Book Review: Glass Town: The Imaginary World of the Brontes by Isabel Greenberg

In her latest graphic novel, “Glass Town,” Isabel Greenberg offers a beautiful meditation on the Bronte family, comingling their upbringing with a fictional universe of their creation.

The last surviving sibling, Charlotte Bronte is our guide, introducing us to boarding schools and the windswept moors of Haworth, the family parish. Charlotte also introduces us to the imaginary worlds of Glass Town and Gondal, fictional settings populated by the siblings, filled with intrigue, rebellion and scandalous romance.

The story begins soon after the two oldest Bronte siblings have died after being exposed to the miseries of a Georgian boarding school. Traumatized, the four remaining siblings–Charlotte, Emily, Anne, and brother Bramwell–returned home and began creating their own fictional African kingdom. Originally populated by heroes and villains of the era, it is gradually overtaken by fresh characters: the caddish aristocrat, Zamorna, the black revolutionary, Quashia, and Quashia’s lover ( and Zamora’s wife), Mary Percy.

In Greenberg’s telling, Glass Town becomes a compulsion for the Bronte siblings, its tropical intrigues proving more alluring than the cold and poverty of Yorkshire. Even as the Brontes grow, and as Charlotte transitions to teaching at a newer, kinder, boarding school, they find themselves susceptible to bouts of “scribbelmania” centered on their fictional kingdom. Charlotte is the most grounded of the Bronte siblings, but even she has to grapple with whether Glass Town is more real–and more satisfying–than real life, especially for a woman in a time when a woman’s prospects were so constrained.

As “Glass Town” kicks off, Charlotte is visited by Charles Wellesley, a character of her own creation. He draws her back into the fictional world she’s left behind, and ultimately offers a choice: venture back or forsake it forever. Their conversations take us through the shared histories of Glass Town and the Bronte siblings, sharing their creativity and challenges.

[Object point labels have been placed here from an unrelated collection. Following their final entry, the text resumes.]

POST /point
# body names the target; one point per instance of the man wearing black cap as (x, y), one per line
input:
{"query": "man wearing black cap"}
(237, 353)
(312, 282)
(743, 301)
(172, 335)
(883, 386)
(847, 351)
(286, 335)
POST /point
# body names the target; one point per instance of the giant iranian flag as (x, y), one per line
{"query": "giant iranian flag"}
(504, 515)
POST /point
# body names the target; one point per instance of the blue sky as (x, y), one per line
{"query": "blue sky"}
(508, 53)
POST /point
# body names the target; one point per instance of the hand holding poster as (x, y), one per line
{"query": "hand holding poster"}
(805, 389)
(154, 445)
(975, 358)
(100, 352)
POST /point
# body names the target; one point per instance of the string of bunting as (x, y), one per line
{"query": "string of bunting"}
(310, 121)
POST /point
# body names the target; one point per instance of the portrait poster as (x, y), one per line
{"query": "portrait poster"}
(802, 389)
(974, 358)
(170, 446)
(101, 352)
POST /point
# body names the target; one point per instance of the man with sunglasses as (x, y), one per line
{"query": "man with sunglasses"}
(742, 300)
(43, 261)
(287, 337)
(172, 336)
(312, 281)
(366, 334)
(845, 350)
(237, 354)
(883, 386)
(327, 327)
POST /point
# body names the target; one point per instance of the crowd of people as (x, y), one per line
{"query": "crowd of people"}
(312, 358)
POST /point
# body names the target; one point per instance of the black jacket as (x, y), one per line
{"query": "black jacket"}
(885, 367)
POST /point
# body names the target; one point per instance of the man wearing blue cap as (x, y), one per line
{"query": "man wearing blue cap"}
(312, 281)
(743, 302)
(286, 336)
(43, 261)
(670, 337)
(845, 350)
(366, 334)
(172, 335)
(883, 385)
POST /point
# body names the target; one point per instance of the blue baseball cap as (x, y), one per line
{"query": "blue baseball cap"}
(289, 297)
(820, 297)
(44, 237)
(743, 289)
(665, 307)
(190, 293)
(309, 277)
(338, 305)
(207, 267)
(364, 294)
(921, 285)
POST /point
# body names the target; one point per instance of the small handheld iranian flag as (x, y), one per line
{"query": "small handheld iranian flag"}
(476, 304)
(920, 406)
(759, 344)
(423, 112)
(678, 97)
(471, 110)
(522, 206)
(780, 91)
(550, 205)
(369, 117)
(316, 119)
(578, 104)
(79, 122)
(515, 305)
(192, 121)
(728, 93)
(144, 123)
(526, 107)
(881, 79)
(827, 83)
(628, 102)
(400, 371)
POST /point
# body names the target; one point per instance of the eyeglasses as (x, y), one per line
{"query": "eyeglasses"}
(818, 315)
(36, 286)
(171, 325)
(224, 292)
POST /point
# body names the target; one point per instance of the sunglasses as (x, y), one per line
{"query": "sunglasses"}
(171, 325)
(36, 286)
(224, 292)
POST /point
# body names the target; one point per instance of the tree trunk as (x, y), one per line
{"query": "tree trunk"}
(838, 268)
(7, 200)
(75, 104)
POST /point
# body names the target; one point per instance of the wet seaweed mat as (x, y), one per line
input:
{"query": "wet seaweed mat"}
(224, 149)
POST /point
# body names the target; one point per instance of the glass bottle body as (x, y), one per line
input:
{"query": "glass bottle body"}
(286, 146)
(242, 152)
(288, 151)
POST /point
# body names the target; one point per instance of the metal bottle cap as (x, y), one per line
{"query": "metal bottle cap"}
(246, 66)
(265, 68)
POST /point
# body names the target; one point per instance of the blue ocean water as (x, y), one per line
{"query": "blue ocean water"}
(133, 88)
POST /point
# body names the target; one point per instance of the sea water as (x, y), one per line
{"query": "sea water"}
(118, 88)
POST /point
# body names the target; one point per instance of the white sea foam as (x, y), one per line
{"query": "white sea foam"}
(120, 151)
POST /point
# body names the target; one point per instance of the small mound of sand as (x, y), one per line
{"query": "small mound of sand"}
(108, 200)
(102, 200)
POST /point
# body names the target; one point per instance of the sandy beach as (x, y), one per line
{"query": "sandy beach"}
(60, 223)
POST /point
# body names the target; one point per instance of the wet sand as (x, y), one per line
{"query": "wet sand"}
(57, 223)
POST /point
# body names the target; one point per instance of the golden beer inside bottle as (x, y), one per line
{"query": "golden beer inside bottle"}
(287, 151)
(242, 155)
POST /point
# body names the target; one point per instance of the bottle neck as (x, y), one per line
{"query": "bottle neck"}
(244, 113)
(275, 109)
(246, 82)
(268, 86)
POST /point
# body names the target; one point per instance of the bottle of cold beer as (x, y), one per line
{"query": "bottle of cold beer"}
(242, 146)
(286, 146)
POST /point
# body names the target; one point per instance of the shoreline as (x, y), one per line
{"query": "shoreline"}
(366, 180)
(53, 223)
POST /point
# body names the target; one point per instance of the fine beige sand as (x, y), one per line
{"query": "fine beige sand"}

Greenberg does a beautiful job capturing both words. Her characters are brilliant and prickly, often squabbling but deeply loyal to one another. Her art is evocative too, with thick, roughly sketched scenes and faces. There is something crude in her art, crayon-like and unpolished. Sometimes the effect can be rough, but in repetition the impact is deeply evocative, conveying emotion and a range of otherworldly settings.

In creating “Glass Town,” the author evokes the frayed boundaries between chilly boarding-school rooms and tropical villas, the surprising overlap between a set of poor, clever siblings and some of the greatest literature in the English language. It’s a meditation on creativity and compulsion, and in that regard it’s a beautiful success.